An electron can absorb the energy of a photon, and jump to a “higher orbit” further away than the lowest orbit if not all the way off the atom. But then, it wants to drop back down and emit a photon. That energy emitted is a specific measure of the energy difference between higher and lower orbits - the frequency/colour determined by the element and the intensity of the light determined by the odds that this happens in a sample of the “excited” element. Light shone through a sample will be absorbed (black lines) as it “knocks up” electrons, and then light lines against the dark as it emits that stored energy. (Lasers are typically pure pulses of an element’s characteristic frequencies.)

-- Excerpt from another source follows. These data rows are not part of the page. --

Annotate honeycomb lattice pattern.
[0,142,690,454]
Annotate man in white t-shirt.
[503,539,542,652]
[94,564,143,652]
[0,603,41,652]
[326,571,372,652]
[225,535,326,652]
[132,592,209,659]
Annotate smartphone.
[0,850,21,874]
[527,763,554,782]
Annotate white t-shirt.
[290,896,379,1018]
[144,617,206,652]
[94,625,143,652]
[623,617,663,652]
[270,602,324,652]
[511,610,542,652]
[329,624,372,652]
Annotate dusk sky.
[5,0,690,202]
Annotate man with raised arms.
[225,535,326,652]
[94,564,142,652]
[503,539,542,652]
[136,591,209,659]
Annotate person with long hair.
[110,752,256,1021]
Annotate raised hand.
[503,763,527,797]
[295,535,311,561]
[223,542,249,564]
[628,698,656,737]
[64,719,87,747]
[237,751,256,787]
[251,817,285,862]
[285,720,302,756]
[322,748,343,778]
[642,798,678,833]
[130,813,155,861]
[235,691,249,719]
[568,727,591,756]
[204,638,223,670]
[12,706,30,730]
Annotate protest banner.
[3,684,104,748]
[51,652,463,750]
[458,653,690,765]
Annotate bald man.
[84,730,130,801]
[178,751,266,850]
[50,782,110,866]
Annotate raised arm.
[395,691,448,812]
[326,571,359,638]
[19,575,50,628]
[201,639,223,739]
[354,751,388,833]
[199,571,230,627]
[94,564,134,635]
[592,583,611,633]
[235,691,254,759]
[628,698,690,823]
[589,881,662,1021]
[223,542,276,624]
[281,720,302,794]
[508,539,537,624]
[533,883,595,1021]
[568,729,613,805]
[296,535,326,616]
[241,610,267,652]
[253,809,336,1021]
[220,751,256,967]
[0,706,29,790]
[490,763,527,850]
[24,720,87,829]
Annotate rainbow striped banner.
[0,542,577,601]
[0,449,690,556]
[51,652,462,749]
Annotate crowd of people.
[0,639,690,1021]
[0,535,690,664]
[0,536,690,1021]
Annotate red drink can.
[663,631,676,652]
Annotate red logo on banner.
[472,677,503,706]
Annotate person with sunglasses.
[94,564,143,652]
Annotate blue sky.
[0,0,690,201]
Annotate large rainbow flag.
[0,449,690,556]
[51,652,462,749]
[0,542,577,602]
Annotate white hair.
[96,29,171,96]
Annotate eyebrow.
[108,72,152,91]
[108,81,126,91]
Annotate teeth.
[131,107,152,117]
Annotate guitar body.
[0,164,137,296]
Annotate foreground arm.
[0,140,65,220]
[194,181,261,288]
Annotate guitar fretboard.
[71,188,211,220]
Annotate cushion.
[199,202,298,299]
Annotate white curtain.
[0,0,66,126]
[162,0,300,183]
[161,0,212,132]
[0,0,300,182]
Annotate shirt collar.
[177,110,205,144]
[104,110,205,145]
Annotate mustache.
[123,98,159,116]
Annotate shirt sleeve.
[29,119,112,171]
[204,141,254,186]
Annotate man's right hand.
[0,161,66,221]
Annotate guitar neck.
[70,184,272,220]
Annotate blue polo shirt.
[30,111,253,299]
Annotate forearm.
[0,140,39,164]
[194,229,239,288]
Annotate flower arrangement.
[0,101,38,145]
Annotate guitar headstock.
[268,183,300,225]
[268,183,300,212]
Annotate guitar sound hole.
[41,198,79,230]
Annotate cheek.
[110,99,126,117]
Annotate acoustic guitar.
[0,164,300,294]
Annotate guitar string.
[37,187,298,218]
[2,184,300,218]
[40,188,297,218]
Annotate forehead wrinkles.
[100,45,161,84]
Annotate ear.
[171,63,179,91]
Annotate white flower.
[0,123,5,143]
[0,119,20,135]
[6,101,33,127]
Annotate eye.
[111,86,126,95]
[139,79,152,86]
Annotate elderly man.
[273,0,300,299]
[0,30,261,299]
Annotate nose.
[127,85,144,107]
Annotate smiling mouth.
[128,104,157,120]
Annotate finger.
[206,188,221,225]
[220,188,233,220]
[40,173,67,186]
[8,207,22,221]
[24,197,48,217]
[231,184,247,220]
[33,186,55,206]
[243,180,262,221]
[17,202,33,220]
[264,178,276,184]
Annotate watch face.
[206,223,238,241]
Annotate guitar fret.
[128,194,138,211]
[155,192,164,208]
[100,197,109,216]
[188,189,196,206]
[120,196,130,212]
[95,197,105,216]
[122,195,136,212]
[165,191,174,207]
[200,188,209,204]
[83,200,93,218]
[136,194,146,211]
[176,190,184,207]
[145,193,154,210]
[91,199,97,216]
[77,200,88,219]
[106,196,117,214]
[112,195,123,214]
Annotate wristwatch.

So it’s not physics-possible for the electrons to form “new configurations” for a given nucleus configuration. The shape of the orbitals are determined, the lowest energy configuration is predetermined, we see plenty of examples here and now of elements in various conditions where the electrons have hopped to higher orbits, they don’t act much different and they will settle to a lower energy level without constant energy feed.

The “new element” crap from science fiction comes from the days immediately after WWII when scientists were creating trans-uranic elements not seen in nature - mainly due to short half-lives. It was stupid at the time, and it’s even stupider now when any script writer who paid attention in high schools should know better. When the movie Avatar discusses “unobtainium” I sense an attempt to be ironic and funny, which may or may not work.

Forgot to mention “unless the fundamental laws of physics are different in different areas of the universe…”

Basic observation seems to imply that what we see even in the remotest regions is consistent with our current view of the laws of physics; and there’s no mainstream theories I’m aware of that say differently.